This section is from "The Horticulturist, And Journal Of Rural Art And Rural Taste", by P. Barry, A. J. Downing, J. Jay Smith, Peter B. Mead, F. W. Woodward, Henry T. Williams. Also available from Amazon: Horticulturist and Journal of Rural Art and Rural Taste.
A capital idea, Mr. Editor, as any one who knows what trouble we poor mortals, who depend upon the labors of professed gardeners, have had in obtaining those of the right kind, will concede. A competent gardener, up to his business, must be a man of mind; and a subordinate, uncomfortable situation, such a man will not occupy - any longer than he can do better. The gardener himself being right, by all means give him a direct interest in his labors, through the produce of the garden, if a market exist in the neighborhood where he can turn such produce to profit It thus gives him a responsibility, a character, and a consequence.
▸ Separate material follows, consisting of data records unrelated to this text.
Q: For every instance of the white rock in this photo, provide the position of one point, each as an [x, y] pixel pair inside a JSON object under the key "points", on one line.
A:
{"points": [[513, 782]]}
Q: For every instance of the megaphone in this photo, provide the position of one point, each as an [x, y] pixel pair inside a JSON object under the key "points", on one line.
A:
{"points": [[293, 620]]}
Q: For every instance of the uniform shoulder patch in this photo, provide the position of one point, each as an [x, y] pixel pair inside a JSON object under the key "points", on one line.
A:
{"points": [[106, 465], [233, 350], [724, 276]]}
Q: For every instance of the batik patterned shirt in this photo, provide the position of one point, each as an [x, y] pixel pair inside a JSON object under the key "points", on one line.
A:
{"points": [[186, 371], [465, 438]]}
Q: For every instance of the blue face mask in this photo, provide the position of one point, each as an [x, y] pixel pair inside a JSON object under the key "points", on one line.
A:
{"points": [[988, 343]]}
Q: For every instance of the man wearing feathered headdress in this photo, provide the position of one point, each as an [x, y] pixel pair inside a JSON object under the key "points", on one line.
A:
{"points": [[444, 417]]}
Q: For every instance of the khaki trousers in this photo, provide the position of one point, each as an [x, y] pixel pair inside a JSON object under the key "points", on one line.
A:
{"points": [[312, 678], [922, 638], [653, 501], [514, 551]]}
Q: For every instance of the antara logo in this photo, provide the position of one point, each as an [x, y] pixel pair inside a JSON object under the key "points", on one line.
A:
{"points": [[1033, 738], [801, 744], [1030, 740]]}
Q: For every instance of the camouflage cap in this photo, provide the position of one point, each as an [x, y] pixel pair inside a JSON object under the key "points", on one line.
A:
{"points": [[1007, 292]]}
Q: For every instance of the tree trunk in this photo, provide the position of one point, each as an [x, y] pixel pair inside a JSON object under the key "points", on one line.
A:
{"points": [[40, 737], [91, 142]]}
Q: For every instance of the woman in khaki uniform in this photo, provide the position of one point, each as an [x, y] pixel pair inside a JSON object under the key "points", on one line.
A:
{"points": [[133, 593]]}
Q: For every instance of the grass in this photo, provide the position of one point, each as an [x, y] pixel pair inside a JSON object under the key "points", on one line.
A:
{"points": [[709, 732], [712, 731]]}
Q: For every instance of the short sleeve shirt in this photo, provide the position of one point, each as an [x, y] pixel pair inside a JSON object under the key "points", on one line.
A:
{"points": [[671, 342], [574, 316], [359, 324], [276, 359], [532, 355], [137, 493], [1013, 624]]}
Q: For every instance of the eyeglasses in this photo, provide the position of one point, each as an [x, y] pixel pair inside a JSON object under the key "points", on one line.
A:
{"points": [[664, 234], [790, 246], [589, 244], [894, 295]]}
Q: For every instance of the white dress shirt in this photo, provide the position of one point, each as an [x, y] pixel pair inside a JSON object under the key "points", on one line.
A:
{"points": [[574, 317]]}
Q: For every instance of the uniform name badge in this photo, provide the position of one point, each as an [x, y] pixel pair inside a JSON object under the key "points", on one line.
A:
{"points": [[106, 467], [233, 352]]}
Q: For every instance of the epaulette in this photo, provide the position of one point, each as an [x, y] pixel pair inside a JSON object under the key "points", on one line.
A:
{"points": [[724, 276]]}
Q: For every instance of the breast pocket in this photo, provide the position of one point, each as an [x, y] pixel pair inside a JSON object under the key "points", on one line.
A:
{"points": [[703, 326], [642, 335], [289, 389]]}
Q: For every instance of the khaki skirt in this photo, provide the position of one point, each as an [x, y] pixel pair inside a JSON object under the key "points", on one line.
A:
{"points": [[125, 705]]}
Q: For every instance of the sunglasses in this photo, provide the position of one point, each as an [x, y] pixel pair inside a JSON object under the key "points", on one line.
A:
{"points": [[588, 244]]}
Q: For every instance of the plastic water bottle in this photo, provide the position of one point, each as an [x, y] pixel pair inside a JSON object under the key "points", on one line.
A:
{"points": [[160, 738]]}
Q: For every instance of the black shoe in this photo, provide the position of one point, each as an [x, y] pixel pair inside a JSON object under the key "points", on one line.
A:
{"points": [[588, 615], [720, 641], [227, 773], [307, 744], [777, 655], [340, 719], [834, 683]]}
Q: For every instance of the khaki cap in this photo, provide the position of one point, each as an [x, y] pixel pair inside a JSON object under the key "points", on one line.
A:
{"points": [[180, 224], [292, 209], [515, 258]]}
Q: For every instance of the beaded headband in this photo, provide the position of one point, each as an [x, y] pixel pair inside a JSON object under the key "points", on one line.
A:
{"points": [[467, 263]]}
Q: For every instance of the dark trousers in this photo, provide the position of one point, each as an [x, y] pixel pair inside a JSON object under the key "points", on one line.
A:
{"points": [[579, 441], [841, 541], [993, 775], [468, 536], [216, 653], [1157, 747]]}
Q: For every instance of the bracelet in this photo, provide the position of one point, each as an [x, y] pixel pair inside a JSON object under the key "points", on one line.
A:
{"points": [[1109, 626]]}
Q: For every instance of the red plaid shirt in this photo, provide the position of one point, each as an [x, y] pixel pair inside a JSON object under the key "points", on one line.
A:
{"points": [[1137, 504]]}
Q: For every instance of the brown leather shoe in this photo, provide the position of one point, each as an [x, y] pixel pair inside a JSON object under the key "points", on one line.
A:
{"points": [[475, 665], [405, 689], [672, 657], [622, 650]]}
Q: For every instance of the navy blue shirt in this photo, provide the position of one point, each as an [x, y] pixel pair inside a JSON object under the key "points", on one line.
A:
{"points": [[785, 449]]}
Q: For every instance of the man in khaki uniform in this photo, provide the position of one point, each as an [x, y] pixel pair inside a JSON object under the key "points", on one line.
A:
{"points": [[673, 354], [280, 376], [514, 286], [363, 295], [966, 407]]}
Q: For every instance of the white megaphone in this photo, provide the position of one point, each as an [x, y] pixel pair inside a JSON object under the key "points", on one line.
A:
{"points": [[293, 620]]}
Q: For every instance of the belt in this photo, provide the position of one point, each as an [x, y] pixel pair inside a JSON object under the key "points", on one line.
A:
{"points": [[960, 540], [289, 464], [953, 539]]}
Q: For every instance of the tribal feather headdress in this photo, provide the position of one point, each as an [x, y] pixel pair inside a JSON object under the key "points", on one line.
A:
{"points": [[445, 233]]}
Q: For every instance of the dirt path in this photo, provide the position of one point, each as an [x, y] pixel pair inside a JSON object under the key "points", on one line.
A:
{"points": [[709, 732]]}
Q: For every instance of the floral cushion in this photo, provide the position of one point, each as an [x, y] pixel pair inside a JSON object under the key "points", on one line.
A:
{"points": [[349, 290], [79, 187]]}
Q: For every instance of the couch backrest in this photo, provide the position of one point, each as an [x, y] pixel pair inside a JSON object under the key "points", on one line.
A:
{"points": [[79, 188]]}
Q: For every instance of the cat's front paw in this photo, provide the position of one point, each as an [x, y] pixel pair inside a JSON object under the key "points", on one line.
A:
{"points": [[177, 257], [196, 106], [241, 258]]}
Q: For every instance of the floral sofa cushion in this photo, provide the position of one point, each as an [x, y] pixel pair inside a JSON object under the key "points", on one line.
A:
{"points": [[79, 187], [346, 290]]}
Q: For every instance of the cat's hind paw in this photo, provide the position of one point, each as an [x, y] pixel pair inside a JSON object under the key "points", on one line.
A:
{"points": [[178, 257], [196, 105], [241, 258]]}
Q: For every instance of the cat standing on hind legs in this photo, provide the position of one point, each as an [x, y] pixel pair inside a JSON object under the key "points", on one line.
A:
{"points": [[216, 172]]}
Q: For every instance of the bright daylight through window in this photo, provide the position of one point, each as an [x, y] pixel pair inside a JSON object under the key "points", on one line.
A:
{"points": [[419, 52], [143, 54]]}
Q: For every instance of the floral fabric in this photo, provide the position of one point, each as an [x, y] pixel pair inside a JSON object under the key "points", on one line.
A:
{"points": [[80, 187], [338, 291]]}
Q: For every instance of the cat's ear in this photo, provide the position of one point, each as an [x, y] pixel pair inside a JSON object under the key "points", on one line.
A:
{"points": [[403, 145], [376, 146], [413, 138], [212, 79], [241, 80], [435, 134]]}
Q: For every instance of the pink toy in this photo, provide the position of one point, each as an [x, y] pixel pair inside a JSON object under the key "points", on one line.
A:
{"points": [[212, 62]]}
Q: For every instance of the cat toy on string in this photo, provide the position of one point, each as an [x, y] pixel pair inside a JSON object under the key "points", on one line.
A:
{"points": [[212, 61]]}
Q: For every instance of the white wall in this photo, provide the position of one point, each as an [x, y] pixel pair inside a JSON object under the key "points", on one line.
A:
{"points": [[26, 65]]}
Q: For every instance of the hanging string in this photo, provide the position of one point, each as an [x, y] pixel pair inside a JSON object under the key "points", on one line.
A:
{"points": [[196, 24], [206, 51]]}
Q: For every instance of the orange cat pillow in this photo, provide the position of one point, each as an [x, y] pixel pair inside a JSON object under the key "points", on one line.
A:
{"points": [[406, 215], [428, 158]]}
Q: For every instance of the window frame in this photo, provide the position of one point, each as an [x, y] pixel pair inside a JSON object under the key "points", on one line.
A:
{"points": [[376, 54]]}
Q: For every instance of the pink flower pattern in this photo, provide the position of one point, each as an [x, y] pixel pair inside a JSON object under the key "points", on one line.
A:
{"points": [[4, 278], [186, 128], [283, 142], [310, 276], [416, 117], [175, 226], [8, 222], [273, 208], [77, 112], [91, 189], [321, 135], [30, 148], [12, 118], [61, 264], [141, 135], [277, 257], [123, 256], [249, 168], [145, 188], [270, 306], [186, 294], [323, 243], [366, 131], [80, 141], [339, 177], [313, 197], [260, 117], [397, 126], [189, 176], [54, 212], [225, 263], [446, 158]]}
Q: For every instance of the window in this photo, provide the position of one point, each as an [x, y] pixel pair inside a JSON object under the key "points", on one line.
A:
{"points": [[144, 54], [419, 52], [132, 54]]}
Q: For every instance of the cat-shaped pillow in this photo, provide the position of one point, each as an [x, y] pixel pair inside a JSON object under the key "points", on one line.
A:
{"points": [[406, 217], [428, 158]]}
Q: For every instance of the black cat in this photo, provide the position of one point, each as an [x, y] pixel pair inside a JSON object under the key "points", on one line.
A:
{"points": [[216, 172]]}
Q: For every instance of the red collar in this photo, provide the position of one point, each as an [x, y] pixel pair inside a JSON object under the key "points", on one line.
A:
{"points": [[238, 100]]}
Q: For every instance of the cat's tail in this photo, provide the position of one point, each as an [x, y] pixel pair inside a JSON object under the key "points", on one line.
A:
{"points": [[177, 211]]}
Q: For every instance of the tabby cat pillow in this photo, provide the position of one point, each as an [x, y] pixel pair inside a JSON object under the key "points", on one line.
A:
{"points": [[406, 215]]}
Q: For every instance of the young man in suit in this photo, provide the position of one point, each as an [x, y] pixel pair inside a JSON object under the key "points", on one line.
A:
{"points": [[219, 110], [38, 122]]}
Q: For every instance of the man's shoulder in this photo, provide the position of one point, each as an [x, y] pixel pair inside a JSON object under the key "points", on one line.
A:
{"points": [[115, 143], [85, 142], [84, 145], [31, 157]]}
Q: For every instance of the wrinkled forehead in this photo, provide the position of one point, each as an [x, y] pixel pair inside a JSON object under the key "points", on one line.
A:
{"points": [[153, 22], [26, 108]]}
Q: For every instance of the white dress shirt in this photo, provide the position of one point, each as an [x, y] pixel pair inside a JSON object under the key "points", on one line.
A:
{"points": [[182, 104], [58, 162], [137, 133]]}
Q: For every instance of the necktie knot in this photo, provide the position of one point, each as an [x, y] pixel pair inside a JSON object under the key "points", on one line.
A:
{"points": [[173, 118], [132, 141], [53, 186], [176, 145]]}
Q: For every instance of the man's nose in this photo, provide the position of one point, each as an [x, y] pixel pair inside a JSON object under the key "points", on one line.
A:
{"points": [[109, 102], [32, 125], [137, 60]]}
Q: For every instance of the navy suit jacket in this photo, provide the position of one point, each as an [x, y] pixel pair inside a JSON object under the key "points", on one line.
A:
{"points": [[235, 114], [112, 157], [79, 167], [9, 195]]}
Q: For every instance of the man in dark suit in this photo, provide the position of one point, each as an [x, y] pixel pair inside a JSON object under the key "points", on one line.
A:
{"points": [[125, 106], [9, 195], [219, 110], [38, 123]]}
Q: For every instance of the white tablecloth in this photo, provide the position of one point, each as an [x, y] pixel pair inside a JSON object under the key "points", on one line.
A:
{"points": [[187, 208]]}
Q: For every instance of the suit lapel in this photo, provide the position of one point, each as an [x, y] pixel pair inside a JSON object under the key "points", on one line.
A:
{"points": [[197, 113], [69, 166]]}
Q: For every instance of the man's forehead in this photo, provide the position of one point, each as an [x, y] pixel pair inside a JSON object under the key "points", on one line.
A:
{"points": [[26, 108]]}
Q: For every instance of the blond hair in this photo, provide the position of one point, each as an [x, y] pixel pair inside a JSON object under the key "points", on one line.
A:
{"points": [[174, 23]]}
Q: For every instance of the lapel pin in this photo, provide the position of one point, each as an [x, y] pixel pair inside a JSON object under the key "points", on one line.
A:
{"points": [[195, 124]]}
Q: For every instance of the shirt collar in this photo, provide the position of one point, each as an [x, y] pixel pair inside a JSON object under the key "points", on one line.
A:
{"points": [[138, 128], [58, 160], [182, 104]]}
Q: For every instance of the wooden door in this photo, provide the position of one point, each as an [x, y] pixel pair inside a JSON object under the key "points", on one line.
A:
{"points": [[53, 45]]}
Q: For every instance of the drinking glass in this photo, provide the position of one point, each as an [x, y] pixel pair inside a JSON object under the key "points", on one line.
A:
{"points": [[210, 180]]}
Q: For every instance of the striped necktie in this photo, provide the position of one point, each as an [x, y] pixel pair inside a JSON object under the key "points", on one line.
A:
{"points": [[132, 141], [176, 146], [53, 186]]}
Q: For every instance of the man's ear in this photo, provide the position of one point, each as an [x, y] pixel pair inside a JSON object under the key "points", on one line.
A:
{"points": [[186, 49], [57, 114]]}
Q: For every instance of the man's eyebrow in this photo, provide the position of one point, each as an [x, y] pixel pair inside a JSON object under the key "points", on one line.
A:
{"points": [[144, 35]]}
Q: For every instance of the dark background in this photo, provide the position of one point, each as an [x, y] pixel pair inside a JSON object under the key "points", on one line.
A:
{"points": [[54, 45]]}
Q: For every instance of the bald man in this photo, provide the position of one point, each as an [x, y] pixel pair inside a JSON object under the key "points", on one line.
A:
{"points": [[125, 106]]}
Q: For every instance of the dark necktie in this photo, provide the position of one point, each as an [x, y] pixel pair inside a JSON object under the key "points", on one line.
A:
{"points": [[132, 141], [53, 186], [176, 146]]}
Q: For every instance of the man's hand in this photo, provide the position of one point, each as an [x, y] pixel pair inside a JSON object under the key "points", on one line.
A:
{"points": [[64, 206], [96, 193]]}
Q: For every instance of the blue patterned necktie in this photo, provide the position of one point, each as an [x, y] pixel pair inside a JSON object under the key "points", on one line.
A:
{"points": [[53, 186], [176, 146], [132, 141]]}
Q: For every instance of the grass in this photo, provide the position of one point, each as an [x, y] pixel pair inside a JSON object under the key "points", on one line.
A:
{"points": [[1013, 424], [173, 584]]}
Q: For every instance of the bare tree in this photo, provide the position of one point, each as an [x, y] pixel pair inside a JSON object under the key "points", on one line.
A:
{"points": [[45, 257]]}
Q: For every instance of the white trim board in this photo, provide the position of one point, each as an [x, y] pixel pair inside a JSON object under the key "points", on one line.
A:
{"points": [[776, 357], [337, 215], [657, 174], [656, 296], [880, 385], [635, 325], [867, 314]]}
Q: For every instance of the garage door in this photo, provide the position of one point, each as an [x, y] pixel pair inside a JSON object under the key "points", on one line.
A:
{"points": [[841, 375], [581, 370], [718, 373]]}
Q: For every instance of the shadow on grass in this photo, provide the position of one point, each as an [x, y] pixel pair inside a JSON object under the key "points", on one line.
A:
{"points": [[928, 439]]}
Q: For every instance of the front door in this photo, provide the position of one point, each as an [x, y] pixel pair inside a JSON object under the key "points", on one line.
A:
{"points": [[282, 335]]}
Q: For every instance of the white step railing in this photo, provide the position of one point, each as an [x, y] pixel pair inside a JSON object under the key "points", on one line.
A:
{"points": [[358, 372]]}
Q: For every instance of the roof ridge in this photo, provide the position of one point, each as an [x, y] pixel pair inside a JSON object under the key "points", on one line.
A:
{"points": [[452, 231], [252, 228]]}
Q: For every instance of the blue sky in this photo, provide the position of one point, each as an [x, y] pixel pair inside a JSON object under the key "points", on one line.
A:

It stirs his pride, promotes his emulation, and increases in him a striving to improve constantly in his vocation. Why, sir, many a time have I known the toiling, pains-taking gardener, intelligent in his line, far more worthy of companionship than the conceited parvenu - there is now and then one snch - who employed him, and kept him in a degraded position, while ministering to his own inflated pride and accidental wealth. Many an unknown Sir Joseph Paxton, might have risen to fame and eminence through the kind word fitly spoken, and the generous encouragement of an appreciating employer.
Of bad gardeners - imported, at that - we have enough, in all conscience; but we can rapidly have better ones, by taking the pains to make them, and showing them that their endeavors are appreciated by their employers.
Gardening, in its elevated sense, is one of the fine arts, and no one not thus estimating it, need suppose that he can command the labors of a Praxiteles in that line, at the same rate of compensation he does those of the boor who blasts out the shapeless marble from the quarry.